Postscript Version

Representation and Manipulation of Linguistic Corpora

Nancy Ide

Department of Computer Science
Vassar College

CONTACT INFORMATION

Department of Computer Science
Vassar College
Poughkeepsie, New York 12604-0520 USA
Phone : (+1) 914 437 5988
Fax : (+1) 914 437 7498
Email : ide@cs.vassar.edu

WWW PAGE

http://www.cs.vassar.edu/~ide/research/

PROGRAM AREA

KEYWORDS

Linguistic corpora, text encoding, SGML, data architectures for corpora, tools for corpus annotation and corpus handling

PROJECT SUMMARY

This project is intended to provide a theoretical background and develop coherent methodologies for the representation, access, and manipulation of corpora intended for use in corpus-based natural language processing (NLP) research. The project builds on and continues a program of collaborative research, established in 1988, between Vassar College's Department of Computer Science and the Laboratoire Parole et Langage (LP&L) of the The Centre National de la Recherche Scientifique (CNRS) in Aix-en-Provence, France. The collaborative project is supported by a grant from the National Science Foundation (NSF RUI grant IRI-9413451). The project has also received support under the European Commission projects MULTEXT, MULTEXT-EAST, and EAGLES (in particular, the EAGLES Text Representation subgroup).

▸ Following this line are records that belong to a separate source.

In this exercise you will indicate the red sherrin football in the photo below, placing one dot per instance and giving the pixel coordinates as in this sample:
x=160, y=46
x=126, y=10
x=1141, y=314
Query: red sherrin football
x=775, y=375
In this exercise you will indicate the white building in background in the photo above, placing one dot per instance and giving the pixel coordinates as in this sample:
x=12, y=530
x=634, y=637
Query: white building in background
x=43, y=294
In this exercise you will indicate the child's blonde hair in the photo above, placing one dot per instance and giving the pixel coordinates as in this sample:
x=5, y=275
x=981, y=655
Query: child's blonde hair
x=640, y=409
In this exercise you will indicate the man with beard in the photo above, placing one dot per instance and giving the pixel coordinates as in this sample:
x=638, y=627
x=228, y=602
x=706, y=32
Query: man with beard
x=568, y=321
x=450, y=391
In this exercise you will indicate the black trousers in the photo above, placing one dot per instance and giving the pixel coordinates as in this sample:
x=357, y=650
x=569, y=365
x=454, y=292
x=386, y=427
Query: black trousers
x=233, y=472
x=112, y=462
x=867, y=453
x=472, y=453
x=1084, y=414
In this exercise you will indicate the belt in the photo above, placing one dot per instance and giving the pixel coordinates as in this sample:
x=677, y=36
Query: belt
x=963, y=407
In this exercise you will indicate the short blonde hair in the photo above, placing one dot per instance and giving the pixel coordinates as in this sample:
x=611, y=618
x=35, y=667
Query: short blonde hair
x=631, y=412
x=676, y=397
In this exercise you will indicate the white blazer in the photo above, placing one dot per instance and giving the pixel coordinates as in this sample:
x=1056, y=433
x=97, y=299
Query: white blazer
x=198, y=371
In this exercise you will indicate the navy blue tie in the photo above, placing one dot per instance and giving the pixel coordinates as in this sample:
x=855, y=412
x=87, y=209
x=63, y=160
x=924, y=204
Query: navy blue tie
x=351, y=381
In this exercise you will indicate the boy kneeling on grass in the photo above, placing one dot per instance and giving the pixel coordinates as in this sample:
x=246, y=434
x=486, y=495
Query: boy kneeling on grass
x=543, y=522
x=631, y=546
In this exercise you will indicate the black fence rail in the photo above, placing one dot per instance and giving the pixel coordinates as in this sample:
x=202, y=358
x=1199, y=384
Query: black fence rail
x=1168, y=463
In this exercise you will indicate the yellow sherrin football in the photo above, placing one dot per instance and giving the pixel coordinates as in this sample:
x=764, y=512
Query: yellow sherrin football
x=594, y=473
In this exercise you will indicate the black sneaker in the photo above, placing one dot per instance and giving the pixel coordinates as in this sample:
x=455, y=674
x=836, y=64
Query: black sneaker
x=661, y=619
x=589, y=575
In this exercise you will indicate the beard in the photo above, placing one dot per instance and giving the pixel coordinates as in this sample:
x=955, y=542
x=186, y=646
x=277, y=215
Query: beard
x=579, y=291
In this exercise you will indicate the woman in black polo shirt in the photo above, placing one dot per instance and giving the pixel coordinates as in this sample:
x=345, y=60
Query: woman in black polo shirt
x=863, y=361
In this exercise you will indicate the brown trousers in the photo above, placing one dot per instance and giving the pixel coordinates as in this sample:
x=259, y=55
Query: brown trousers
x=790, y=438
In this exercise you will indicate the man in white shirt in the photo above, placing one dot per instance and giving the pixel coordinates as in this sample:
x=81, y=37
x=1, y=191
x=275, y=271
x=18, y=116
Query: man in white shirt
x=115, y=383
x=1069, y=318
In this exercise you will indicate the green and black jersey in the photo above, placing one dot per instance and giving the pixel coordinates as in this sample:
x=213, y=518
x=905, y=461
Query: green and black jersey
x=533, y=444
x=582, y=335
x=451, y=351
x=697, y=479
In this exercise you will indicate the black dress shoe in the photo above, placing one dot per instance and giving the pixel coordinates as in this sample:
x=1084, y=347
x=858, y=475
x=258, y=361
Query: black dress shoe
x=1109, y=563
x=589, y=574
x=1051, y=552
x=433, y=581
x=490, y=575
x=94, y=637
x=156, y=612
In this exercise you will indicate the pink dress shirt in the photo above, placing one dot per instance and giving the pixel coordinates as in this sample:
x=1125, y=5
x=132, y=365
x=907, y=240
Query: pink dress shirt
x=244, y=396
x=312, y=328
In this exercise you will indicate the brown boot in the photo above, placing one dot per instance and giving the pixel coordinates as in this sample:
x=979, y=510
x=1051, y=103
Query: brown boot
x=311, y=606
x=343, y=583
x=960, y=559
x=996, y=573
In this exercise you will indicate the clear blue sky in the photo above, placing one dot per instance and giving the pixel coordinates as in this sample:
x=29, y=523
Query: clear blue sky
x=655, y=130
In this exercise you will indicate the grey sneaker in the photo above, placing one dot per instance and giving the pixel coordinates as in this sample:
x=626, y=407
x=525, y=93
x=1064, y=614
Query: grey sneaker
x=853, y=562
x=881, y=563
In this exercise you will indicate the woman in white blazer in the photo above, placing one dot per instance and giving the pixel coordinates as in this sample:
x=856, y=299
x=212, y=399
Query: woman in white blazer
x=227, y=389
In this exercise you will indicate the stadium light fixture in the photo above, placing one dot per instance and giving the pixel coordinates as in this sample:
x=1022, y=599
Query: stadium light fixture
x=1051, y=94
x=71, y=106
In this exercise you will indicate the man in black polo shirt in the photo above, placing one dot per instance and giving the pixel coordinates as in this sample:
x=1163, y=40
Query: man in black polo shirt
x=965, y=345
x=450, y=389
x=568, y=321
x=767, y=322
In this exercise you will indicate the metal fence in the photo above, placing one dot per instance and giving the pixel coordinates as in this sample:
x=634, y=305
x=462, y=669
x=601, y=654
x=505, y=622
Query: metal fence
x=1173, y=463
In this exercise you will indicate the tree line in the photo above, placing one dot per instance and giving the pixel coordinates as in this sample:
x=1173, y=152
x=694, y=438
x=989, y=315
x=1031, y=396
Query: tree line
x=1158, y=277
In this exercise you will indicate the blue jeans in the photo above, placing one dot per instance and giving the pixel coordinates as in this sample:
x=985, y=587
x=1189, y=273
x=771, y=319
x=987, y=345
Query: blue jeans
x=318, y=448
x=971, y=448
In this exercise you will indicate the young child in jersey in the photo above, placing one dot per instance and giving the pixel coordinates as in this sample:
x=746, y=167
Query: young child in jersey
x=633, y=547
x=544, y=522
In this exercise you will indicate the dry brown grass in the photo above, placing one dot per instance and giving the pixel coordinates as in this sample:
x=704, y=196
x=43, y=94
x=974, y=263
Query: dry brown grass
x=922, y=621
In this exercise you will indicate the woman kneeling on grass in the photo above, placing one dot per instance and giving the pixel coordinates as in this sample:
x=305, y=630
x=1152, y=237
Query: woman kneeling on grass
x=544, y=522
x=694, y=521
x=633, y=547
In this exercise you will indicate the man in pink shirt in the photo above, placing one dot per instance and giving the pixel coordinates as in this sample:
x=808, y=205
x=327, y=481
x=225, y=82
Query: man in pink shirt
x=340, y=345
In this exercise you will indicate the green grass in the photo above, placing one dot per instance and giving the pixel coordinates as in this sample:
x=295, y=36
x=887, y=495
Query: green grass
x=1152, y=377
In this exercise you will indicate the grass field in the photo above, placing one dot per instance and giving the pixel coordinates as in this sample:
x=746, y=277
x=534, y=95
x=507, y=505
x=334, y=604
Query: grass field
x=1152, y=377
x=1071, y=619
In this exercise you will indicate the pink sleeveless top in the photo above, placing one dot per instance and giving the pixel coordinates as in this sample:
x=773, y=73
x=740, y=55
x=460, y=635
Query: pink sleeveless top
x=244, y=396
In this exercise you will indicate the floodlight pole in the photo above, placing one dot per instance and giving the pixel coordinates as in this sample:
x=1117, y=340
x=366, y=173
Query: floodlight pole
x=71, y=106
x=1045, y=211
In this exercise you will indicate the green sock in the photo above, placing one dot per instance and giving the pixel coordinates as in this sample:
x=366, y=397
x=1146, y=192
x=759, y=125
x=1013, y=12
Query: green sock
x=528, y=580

Our goal is to develop a sound basis and methodology for corpus representation as well as for the design of corpus-handling tools. There is an obvious dependency between the two, which demands that they are developed hand-in-hand. The task involves: (1) analysis of the needs of corpus-based NLP research, both in terms of the kinds and degree of annotation required and the requirements for efficient processing, accessibility, etc.; (2) analysis of general properties and configuration of corpora, analysis of relevant structural and logical features of component text types, and the design of encoding mechanisms that can represent all required elements and features while accomodating the requirements determined in (1); and (3) specifications for text software design, coordinated with (2), with the aim of avoiding redundancy and maximizing modifiability, extendability, and reusability.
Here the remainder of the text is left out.